On 6/16/06, SJ <2.718281828@gmail.com> wrote:

Museums are good repositories of such information; also non-digitized
archives. For them digitization is an expense; if we can reliably
offer this for free, many will be glad to release copyright in
exchange for more usable access to their own materials.

The Library of Congress has a sizable collection of materials that
they want to distribute more broadly; it is indeed already PD or
equivalent, but not digitized -- or more commonly, digitized somehow
but not in many formats, not classified, not easily available.

A commons-project to create form requests and a queue for processing
inbound content would be useful.

You could say the same about archived books that have no commercial
value anymore. The same analysis goes for processing book materials
donated to wikisource; which requires image processing and OCR and
should perhaps have a commons aspect (raw page images, raw ocr output
files, images from within the book extracted from the raw page
images), and a wikisource text aspect (text transcript, translations).
And again ties to the book industry would be useful here.

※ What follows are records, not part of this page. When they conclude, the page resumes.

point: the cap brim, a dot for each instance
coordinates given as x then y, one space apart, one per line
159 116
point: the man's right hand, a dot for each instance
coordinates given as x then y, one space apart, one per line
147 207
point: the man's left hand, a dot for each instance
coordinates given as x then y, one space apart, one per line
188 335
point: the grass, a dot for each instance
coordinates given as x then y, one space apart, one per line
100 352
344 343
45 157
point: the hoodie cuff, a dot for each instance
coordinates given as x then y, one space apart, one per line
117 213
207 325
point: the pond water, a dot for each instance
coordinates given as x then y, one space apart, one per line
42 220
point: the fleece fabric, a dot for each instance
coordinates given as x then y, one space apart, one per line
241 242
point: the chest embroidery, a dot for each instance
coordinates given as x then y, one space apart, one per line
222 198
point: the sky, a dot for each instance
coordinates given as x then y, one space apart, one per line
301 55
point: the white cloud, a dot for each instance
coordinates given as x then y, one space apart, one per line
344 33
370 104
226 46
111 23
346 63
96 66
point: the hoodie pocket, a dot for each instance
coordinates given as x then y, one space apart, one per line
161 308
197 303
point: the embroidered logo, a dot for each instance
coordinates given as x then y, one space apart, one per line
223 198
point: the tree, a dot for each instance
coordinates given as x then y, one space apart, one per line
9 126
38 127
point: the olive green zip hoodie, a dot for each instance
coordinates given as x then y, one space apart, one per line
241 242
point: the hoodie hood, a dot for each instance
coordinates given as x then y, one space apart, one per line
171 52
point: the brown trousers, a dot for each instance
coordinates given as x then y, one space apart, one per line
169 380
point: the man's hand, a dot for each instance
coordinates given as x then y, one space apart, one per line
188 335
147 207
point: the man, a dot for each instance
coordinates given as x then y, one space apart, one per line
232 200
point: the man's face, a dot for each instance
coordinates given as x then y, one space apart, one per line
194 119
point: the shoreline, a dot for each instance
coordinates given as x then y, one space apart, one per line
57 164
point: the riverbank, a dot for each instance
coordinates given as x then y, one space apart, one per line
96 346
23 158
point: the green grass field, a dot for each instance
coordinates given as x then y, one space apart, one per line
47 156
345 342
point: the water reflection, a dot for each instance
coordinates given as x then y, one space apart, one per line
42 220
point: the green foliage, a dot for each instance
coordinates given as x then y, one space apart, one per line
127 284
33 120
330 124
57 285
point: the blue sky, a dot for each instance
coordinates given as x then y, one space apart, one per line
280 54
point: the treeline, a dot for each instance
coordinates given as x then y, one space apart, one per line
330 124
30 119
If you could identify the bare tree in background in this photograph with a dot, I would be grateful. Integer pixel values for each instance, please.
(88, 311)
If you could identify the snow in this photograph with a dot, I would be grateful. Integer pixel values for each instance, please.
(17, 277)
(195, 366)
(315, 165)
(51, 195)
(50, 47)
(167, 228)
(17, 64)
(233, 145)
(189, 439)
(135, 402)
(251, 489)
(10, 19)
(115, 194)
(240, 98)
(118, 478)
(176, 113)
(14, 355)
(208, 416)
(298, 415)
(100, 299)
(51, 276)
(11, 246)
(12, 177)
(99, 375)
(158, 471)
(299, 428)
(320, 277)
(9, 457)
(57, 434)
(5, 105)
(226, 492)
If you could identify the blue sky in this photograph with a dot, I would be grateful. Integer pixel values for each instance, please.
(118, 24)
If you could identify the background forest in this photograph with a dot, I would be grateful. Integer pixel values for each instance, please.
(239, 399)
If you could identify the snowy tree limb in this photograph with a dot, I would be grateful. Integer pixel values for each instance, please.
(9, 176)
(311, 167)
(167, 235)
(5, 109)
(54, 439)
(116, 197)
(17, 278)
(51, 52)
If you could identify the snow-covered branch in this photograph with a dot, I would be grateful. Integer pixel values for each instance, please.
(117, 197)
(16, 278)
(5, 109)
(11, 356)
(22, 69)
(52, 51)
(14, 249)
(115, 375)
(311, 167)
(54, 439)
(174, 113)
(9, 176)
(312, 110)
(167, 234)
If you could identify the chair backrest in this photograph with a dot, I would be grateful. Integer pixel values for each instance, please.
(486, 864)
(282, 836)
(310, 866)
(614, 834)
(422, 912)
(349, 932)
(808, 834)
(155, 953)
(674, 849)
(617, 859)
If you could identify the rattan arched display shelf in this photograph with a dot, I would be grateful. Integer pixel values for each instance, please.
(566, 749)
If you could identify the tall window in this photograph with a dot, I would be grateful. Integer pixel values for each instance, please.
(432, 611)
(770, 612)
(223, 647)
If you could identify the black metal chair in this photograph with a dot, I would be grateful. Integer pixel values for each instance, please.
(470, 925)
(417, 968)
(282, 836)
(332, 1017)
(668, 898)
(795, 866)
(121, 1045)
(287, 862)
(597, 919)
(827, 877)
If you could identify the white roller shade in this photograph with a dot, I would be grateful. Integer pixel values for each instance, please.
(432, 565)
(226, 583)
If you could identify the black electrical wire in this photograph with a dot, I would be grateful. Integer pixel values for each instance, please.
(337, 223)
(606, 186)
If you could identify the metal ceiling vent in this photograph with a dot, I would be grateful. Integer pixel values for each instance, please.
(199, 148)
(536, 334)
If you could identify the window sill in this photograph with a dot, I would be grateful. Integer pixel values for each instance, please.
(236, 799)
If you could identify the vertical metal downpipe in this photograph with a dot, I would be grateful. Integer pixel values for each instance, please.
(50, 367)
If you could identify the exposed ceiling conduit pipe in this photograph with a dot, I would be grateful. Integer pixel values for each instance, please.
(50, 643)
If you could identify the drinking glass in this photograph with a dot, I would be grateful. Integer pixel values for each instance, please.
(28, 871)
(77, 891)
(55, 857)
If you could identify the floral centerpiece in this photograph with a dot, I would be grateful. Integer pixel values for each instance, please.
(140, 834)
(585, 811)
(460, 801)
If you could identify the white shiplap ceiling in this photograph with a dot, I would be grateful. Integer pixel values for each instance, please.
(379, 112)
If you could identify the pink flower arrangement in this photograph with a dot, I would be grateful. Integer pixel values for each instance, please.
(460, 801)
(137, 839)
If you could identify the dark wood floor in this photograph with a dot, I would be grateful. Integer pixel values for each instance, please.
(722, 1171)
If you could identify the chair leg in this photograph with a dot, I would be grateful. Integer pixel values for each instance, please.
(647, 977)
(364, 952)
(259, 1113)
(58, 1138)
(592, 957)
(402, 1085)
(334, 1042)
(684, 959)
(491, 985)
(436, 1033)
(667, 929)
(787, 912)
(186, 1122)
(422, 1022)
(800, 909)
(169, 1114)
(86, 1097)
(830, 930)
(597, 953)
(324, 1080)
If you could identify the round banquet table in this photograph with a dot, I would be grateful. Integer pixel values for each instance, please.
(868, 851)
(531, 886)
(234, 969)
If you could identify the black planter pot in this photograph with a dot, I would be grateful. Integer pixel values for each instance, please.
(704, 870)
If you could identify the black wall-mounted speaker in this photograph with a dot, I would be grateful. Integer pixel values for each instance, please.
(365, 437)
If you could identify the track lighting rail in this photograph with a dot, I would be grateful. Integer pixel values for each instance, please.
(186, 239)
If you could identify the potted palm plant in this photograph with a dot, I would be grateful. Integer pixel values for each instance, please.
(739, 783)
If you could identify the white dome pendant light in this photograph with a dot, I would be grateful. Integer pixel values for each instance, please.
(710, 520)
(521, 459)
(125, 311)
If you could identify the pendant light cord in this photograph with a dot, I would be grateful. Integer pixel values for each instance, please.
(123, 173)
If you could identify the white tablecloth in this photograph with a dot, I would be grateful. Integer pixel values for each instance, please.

Finally, source texts that are educationally useful could generate a
third set of materials : living wikibooks built on their foundation,
updated and improved over time.

SJ

This kind of sounds like a Google Books sort of deal (well, the portion of GB which is actually public domain books). People scan in books, we take the scans and present them for free to the world. Am I right in the assessment? I didn't quite understand what was being stated.

Anyhow, I think such a proposal would be very exciting, especially if we took the scans and had a decent OCR program to convert it to text, proof it, and present in on Wikisource. And of course, taking anything from the LoC would practically double (extremely conservative estimate--not sure how much they'd be willing to give) our current database.